巨人の宮崎春季キャンプでは坂本勇人内野手(31)や丸佳浩外野手(30)ら主力4選手が一軍本隊を離れ「S(スペシャル)班」としてファームに合流する。陣頭指揮を執る阿部慎之助二軍監督(40)は4人を生きた教材として若手育成にフル活用する方針だ。ただ、原巨人による2016年キャンプ以来となる特別枠復活の“思惑”は別にもあるようで――。

 原巨人のリーグ連覇と日本一奪取に向けた戦いが間もなく本格的に幕を開ける。一軍とファームのメンバー振り分けは後日決定されるが、すでに特別枠が設けられる方針は固まっている。昨秋のプレミア12にも招聘された坂本と丸、ベテランの亀井と炭谷は2次キャンプ地の沖縄から一軍に合流する見込みで、宮崎ではファームでマイペース調整となる予定だ。

 とはいえ、単なる個別調整では終わらない。首脳陣は若手育成のツールとして最大限利用する。一軍の宮崎キャンプ中に4人を管轄することになる阿部二軍監督は「若い選手のお手本になってほしいから。これとこれだけはやっといてくれっていうのは言って、あとは自分のペースでやってくれと。もう(坂本)勇人には言ってある」と狙いを明かした。

 ファーム首脳陣の構想では、この4人を別々のグループに割り振り、同組となった若手たちと行動を共にしながら打撃、守備練習などを行う。そこで実演披露だ。まさに百聞は一見にしかず。シーズン中はほぼ接することがない現役一流プレーヤーの“ナマ”の動きはヤングGたちにも大いに参考になるだろう。

 ただ、若手の手本として立ち回るだけが目的ではない。坂本ら4選手に対する“コーチ修業”という意味合いもあるのだという。

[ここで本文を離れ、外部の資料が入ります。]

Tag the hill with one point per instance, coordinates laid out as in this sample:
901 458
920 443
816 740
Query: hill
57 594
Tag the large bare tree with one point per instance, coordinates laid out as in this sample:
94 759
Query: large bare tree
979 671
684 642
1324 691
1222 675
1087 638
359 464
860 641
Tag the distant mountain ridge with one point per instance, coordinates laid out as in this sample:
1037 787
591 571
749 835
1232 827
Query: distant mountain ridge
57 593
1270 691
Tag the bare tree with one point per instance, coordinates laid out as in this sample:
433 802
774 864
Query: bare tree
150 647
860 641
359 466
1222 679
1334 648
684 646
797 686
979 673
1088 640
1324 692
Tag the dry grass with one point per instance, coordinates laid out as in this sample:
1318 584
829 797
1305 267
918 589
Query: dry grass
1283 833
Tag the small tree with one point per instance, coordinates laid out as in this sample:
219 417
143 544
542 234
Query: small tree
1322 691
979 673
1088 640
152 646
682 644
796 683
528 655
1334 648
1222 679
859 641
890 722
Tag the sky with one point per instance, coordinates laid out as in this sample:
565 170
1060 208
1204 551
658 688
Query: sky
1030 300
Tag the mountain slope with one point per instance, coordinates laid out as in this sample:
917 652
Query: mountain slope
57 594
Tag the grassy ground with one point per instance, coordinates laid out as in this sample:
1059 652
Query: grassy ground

「まず自分の練習をすることが大前提になるけどね。彼らは今後のチームを支えていく選手たちと接しておく必要もある。今のうちからね。人に教えることは今後の本人たちにとっても勉強になる。教えることで新しい発見があるかもしれない」(球団関係者)

 坂本らが引退するのはまだまだ先の話だろうが、いずれは指導者になり得る十分な実績を持ち合わせる。選手からコーチになって直面する壁の一つが、自分の考えや助言を選手に伝える難しさ。こうした課題に早くから取り組んでおけば、シーズン中もチームメートに対してアドバイスを送ることもスムーズとなるだけでなく、セカンドキャリアに生かせるというわけだ。

 二軍首脳陣は、この4選手に対して若手を指導する権限も与える方針で、坂本らは事実上の「兼任コーチ」として宮崎キャンプを送る。

 阿部二軍監督を筆頭とする豪華首脳陣に加え、主力4選手も集結する二軍キャンプは大いににぎわいそうだ。